PDA

View Full Version : the technical educational system in your reigon/country?



Somenoob
November 20th, 2006, 09:12 PM
Here they only teach C#, and nothing even remotely similar to cross-platform languages. They really assume that everyone uses Windows. Luckily books and online docs exist.

mips
November 20th, 2006, 09:16 PM
Here they only teach C#

Where is 'here' ?

What wrong with C and it's derivitives ? I'm no programmer but as far as i understand it's a pretty good base.

Somenoob
November 20th, 2006, 09:18 PM
Where is 'here' ?

What wrong with C and it's derivitives ? I'm no programmer but as far as i understand it's a pretty good base.

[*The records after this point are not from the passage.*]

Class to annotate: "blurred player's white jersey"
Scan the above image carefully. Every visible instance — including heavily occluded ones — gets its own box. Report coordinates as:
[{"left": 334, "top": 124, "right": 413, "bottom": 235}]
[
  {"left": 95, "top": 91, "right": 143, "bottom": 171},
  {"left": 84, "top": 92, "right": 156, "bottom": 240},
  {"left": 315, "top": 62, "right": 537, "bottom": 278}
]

It is developed by Microsoft and only runs under Microsoft's Windows.

Henry Rayker
November 20th, 2006, 09:21 PM
It all depends. In high school, I learned C++; they moved to Java after I left. At the university, a lot of C and some assembly. However, I know there are courses here that teach just about any programming language you could ask for; I just don't have room in my schedule =\

pichalsi
November 20th, 2006, 09:32 PM
im on the university but only in first year, but we have basic unix, C and later assembly for sure

IYY
November 20th, 2006, 09:37 PM
It's not really standardized in Canada, or even Toronto, but here's what my school taught:

In grade 9, just a course on using Microsoft products like Office and Access.

In grade 10, Visual Basic for computer science.

In grade 11-12, Java for computer science, Turing for computer engineering.

The universities/colleges here also aren't all the same. Mine is more Unix-oriented, but others, like University of Waterloo, are Microsoft training centers (C#, .NET).

At York University (my school):

In first year, Java.

In second year, C, shell scripting, MIPS assembly and verilog. There is a short optional C# course.

In third year, Lisp, Prolog, Java, Eiffel (](*,)) and more C.

In fourth year, mostly C and Java.

mips
November 20th, 2006, 09:51 PM
I'm glad to see they are still teaching assembly.

kuja
November 20th, 2006, 10:06 PM
In the US it seems to be about as consistent as mud. I moved several times while I was in middle/high school and the setup is different everywhere. VB, Java, or C++ seem to be the favorites out of what I saw. Outside of the high school things are far less consistent.

garba
November 20th, 2006, 11:32 PM
usually c and basic OS stuff (the unix way thanks god), when i took the course in "computer science basics" (or whatever "fondamenti di informatica" should be translated into, dunno sorry) at the politecnico that's all it was about, but that was just a complementary course in my curriculum

arvster
November 20th, 2006, 11:42 PM
Well, I am in Riga Technical University in Latvia where I am studying Electronics Engineering in my first year and right now here they teach C++. We have thin-clients with Linux in computer lab, but the programming is actually done on a Solaris server. I don't really know what the Computer Science students learn, but I guess it is not really consistent everywhere here.